Évidemment, les effets liés à la disparition de certaines lettres en anglais ne se transposent pas directement dans une autre langue. La traduction de cette œuvre suppose donc, par moment, une adaptation du texte. Par exemple, au pangramme connu utilisé en anglais (The quick brown fox jumps over the lazy dog) s’est substitué un pangramme célèbre en français (Portez ce vieux whisky au juge blond qui fume). Un nouveau pangramme aurait pu être créé pour l’occasion, mais il me semblait plus important de respecter l’effet de popularité préexistant du pangramme choisi. L’ordre de disparition des lettres constituait un autre élément à évaluer soigneusement. La traduction conserve ici presque la même séquence de disparition que l’original anglais, mais la fréquence d’utilisation de certaines lettres étant très différente en anglais et en français, modifier l’ordre de tombée de certaines tuiles s’avérait parfois nécessaire.
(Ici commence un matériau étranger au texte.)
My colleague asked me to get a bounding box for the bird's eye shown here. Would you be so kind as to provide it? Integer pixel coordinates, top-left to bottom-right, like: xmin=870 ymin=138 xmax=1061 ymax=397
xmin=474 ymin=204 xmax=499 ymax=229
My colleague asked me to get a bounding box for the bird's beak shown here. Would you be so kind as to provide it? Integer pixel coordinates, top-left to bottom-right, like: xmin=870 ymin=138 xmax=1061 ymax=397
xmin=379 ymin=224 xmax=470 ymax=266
Enfin, l’auteur invente de nombreux mots dans le roman original et il eût été impensable de traduire ce livre sans y utiliser aussi des mots créés de toutes pièces qui témoignent de l’inventivité des insulaires nollopiens lorsque soumis à des règles brimant sévèrement leur capacité d’expression.
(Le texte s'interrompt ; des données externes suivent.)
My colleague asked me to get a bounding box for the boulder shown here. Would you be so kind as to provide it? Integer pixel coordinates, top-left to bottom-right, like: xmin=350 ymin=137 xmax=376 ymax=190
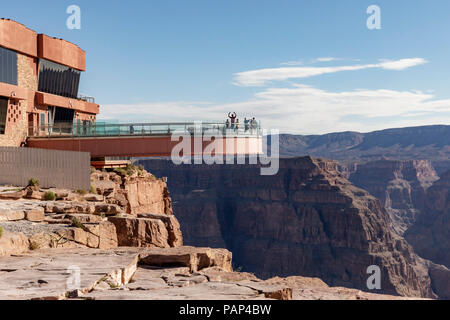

En fait, cette créativité dont font preuve les habitants est au cœur même de la réflexion que ce petit roman d’apparence ludique nous sert : les contraintes n’ont elles qu’un côté négatif ? Au début de l’histoire, les gens contournent les interdits en redoublant d’inventivité, en recourant à des tournures moins fréquentes et en forgeant de nouveaux mots. S’imposer des contraintes peut nous forcer à puiser dans nos ressources pour inventer de nouvelles solutions ou des œuvres originales qui n’auraient tout simplement pas existé sans l’application de ces contraintes – dont le livre que vous tenez entre les mains. Par contre, lorsque les gens sont soumis à trop de contraintes infligées de l’extérieur, ils peuvent à juste raison se sentir piégés, surtout lorsque ces règles s’accumulent contre leur gré et viennent compliquer passablement leur vie quotidienne.

Les contraintes peuvent brimer la liberté, mais paradoxalement, les contraintes peuvent aussi libérer la créativité. Sans contrainte, aucun ordre ni aucun langage possibles. Mais sous trop de contraintes, ce sont la vie et la pensée mêmes qui deviennent inadmissibles.

Le message qui ressort de ce roman est sans contredit un appel à prendre nos responsabilités : l’auteur, le traducteur – l’être humain en général – s’il est contraint, n’est contraint que d’une seule chose, et c’est de choisir les contraintes qu’il accepte de s’imposer ou de tolérer de se voir imposer.